The scientists found that candesartan prevented glutamate-induced neuronal death. They conducted in-depth gene analyses of the laboratory results, demonstrating that candesartan prevented neuronal inflammation and many other pathological processes, including alterations in amyloid metabolism, a hallmark of Alzheimer’s disease.
The study’s first author, Abdel G. Elkahloun, PhD, from the Comparative Genomics and Cancer Genetics Branch of the National Human Genome Research Institute, then compared gene expression in the neuronal cultures with published gene databases of autopsy samples from Alzheimer’s disease patients. “The correlations were impressive — the expression of 471 genes that were altered by excess glutamate in our cultures were also altered in brain autopsy samples from patients who suffered from Alzheimer’s disease. Candesartan normalized expression of these genes in our cultures,” Elkahloun says.
“We hypothesize that candesartan, or other members of the ARB group, may not only slow progression of Alzheimer’s but also prevent or delay its development,” Saavedra says.
The researchers say this work has immediate translational value, supporting testing candesartan, or other ARBs, in controlled clinical studies on patients at early stages of Alzheimer’s disease.
Roman Hafko, PhD, formerly of the National Institute of Mental Health, also contributed to this work and is an author of the paper.
Funding: The work was supported by grants from the National Institutes of Health including the National Human Genome Research Institute (MD 20892) and the National Institute of Mental Health (MH 002762-16). The authors report having no personal financial interests related to the study.
Source: Karen Teber – Georgetown University Medical Center
Image Credit: The image is in the public domain
Original Research: Full open access research for “An integrative genome-wide transcriptome reveals that candesartan is neuroprotective and a candidate therapeutic for Alzheimer’s disease” by Abdel G. Elkahloun, Roman Hafko and Juan M. Saavedra in Alzheimer’s Research & Therapy. Published online January 28 2016 doi:10.1186/s13195-015-0167-5
An integrative genome-wide transcriptome reveals that candesartan is neuroprotective and a candidate therapeutic for Alzheimer’s disease
Alzheimer’s disease is the most frequent age-related dementia, and is currently without treatment. To identify possible targets for early therapeutic intervention we focused on glutamate excitotoxicity, a major early pathogenic factor, and the effects of candesartan, an angiotensin receptor blocker of neuroprotective efficacy in cell cultures and rodent models of Alzheimer’s disease. The overall goal of the study was to determine whether gene analysis of drug effects in a primary neuronal culture correlate with alterations in gene expression in Alzheimer’s disease, thus providing further preclinical evidence of beneficial therapeutic effects.
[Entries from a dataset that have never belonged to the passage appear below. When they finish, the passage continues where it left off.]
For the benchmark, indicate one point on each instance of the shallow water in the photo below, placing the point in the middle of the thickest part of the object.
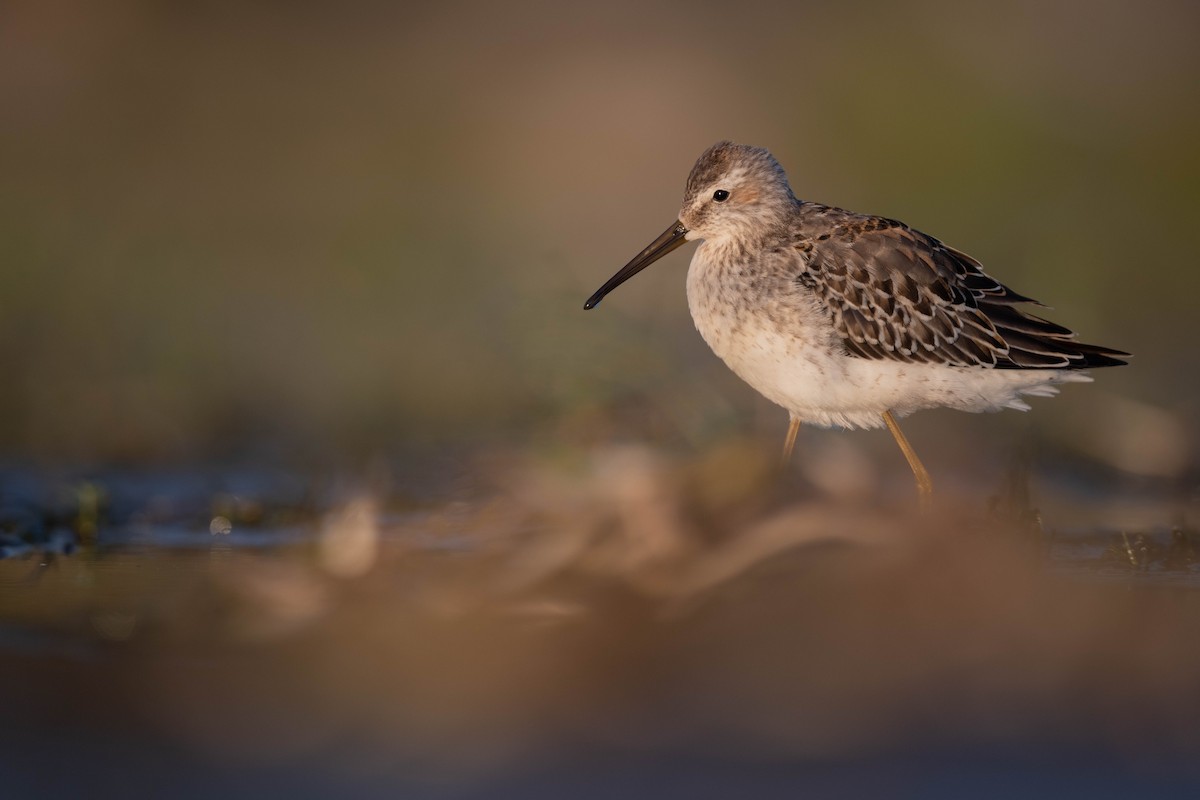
(587, 629)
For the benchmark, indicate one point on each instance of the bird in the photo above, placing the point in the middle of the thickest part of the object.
(847, 319)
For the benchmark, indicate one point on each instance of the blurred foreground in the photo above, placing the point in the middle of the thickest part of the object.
(611, 623)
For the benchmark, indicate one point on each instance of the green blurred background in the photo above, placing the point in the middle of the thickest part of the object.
(309, 229)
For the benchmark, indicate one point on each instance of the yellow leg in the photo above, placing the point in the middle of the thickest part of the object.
(790, 441)
(924, 485)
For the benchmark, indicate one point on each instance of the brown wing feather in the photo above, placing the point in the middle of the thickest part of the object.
(895, 293)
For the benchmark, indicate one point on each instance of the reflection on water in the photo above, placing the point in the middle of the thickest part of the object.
(623, 620)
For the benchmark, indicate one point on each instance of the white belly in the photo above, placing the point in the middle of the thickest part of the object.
(775, 337)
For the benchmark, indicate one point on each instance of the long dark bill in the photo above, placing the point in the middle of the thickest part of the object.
(671, 239)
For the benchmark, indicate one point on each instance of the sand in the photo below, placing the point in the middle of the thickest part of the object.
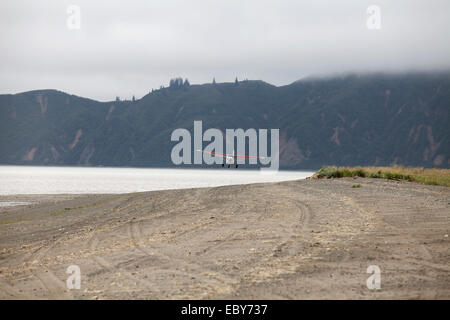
(306, 239)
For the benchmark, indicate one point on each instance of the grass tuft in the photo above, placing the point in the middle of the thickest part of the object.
(440, 177)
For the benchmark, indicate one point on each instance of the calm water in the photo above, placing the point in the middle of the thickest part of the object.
(60, 180)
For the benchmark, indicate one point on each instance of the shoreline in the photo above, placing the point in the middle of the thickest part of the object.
(301, 239)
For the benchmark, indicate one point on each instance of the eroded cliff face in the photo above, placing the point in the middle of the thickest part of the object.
(345, 121)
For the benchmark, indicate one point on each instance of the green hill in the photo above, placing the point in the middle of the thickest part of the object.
(349, 120)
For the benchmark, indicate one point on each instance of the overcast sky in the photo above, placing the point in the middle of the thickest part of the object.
(129, 47)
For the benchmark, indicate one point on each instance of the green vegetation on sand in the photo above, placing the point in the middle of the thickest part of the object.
(439, 177)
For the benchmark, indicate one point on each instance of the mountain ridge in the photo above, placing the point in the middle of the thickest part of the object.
(376, 119)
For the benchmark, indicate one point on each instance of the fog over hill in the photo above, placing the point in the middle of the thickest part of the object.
(375, 119)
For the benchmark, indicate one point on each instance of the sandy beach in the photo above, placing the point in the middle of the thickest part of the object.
(305, 239)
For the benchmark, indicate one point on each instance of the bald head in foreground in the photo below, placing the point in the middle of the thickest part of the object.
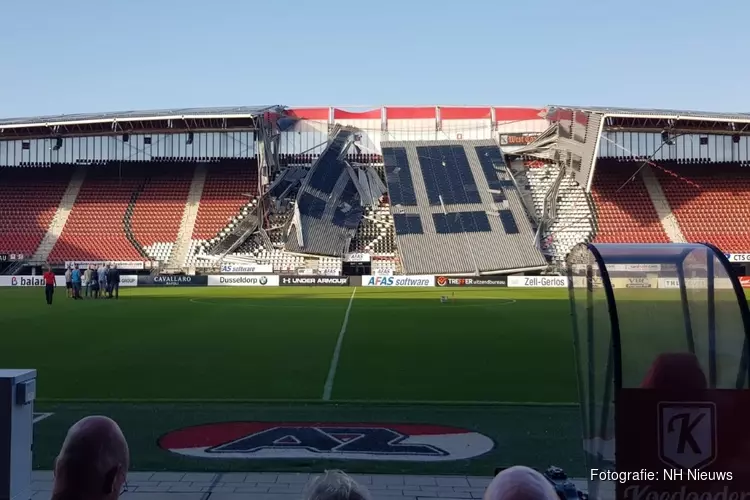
(520, 483)
(93, 461)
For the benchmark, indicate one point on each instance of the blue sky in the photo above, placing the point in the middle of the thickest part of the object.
(102, 55)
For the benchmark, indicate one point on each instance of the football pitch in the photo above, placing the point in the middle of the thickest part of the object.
(498, 362)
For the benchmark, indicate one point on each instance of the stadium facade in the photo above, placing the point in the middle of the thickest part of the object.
(410, 190)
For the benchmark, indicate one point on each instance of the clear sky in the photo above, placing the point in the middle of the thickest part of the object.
(104, 55)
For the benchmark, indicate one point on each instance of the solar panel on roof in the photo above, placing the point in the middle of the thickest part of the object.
(407, 224)
(508, 221)
(398, 177)
(489, 158)
(447, 174)
(461, 222)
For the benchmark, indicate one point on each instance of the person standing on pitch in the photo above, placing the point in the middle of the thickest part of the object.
(87, 278)
(101, 273)
(113, 281)
(49, 284)
(75, 278)
(68, 281)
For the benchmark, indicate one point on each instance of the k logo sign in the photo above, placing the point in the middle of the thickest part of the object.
(687, 434)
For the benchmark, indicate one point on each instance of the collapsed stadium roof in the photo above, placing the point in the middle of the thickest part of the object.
(176, 119)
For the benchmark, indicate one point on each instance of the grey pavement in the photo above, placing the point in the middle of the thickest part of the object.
(278, 486)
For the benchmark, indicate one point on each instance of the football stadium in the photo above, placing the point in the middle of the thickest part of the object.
(386, 290)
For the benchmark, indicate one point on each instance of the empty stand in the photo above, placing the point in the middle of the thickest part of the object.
(159, 208)
(229, 186)
(29, 198)
(625, 212)
(447, 175)
(106, 221)
(711, 202)
(575, 220)
(376, 233)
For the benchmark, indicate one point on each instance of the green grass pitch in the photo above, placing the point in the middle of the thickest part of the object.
(498, 361)
(277, 343)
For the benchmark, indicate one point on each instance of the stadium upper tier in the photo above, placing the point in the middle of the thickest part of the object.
(455, 203)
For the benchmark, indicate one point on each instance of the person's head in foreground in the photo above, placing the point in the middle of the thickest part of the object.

Primary neuronal cultures were treated with candesartan at neuroprotective concentrations followed by excitotoxic glutamate amounts. We performed genome-wide expression profile analysis and data evaluation by ingenuity pathway analysis and gene set enrichment analysis, compared with alterations in gene expression from two independent published datasets identified by microarray analysis of postmortem hippocampus from Alzheimer’s disease patients. Preferential expression in cerebrovascular endothelial cells or neurons was analyzed by comparison to published gene expression in these cells isolated from human cortex by laser capture microdissection.
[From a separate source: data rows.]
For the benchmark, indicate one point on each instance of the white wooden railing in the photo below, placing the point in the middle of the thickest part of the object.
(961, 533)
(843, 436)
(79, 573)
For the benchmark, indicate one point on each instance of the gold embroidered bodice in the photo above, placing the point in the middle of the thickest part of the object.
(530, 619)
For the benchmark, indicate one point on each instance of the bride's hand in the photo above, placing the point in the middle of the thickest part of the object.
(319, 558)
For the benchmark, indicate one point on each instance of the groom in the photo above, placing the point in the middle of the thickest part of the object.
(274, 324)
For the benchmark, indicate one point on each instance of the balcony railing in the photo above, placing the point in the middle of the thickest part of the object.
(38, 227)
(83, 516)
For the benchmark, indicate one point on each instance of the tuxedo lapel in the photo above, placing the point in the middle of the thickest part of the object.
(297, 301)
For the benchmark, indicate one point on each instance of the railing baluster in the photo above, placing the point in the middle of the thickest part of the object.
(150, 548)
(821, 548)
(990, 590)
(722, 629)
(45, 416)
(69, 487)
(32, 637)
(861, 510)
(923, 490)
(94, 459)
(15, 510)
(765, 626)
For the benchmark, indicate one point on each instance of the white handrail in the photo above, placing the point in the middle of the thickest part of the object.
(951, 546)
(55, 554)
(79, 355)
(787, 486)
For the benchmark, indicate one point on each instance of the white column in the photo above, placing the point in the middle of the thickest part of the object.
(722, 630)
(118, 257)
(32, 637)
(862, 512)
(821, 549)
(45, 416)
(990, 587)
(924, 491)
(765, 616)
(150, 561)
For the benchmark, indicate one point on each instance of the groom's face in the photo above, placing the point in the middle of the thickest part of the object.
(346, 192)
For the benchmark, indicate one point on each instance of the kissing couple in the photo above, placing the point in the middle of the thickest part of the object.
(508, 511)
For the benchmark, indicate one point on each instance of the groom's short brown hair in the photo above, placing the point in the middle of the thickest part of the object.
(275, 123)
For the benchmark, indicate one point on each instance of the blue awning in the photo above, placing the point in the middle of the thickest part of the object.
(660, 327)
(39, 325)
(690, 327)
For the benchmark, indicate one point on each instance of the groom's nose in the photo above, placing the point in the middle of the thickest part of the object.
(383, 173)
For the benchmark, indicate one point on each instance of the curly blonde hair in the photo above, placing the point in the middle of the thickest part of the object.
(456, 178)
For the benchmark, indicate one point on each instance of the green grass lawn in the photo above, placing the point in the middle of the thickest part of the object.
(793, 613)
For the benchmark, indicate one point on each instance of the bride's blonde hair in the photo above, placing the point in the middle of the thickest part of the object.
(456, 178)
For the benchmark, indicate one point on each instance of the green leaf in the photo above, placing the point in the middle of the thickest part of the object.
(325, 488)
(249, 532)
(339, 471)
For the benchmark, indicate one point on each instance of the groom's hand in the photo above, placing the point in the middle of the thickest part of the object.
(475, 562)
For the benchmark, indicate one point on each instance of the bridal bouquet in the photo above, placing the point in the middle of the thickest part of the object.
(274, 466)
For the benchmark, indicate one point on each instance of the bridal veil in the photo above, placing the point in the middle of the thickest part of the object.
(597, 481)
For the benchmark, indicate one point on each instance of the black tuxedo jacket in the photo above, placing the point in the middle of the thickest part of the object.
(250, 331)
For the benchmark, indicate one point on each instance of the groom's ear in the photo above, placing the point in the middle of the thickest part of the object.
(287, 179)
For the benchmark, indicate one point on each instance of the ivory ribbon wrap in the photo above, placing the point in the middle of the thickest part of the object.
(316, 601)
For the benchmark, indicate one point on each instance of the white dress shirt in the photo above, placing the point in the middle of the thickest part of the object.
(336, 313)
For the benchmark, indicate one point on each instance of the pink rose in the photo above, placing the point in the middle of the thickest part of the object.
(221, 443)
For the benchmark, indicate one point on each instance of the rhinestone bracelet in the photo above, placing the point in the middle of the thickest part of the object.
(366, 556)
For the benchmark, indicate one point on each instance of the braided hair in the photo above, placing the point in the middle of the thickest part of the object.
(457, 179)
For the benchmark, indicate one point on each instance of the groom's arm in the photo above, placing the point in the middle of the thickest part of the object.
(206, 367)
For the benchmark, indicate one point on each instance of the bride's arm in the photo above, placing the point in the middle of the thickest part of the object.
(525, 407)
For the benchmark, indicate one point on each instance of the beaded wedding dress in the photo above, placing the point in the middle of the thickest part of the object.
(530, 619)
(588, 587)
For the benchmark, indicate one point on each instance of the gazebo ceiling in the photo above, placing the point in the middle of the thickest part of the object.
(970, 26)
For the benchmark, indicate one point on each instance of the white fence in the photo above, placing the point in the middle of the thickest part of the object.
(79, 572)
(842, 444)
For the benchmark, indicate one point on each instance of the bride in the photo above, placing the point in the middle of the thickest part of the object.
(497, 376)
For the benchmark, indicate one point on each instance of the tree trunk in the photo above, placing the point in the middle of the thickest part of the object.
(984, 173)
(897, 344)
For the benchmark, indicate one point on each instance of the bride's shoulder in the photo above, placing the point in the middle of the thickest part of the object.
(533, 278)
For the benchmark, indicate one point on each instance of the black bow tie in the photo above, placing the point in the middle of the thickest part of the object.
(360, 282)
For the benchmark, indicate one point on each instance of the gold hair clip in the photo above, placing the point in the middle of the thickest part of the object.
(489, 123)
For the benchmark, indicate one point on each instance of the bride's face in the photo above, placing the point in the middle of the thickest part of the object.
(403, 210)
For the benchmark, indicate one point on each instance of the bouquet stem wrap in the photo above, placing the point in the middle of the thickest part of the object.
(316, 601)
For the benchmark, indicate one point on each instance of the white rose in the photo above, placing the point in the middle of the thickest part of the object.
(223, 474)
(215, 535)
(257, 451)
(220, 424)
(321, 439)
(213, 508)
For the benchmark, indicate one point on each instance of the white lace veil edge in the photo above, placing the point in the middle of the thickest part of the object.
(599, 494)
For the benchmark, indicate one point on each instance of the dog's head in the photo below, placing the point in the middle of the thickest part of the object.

Candesartan prevented glutamate upregulation or downregulation of several hundred genes in our cultures. Ingenuity pathway analysis and gene set enrichment analysis revealed that inflammation, cardiovascular disease and diabetes signal transduction pathways and amyloid β metabolism were major components of the neuronal response to glutamate excitotoxicity. Further analysis showed associations of glutamate-induced changes in the expression of several hundred genes, normalized by candesartan, with similar alterations observed in hippocampus from Alzheimer’s disease patients. Gene analysis of neurons and cerebrovascular endothelial cells obtained by laser capture microdissection revealed that genes up- and downregulated by glutamate were preferentially expressed in endothelial cells and neurons, respectively.
Our data may be interpreted as evidence of direct candesartan neuroprotection beyond its effects on blood pressure, revealing common and novel disease mechanisms that may underlie the in vitro gene alterations reported here and glutamate-induced cell injury in Alzheimer’s disease. Our observations provide novel evidence for candesartan neuroprotection through early molecular mechanisms of injury in Alzheimer’s disease, supporting testing this compound in controlled clinical studies in the early stages of the illness.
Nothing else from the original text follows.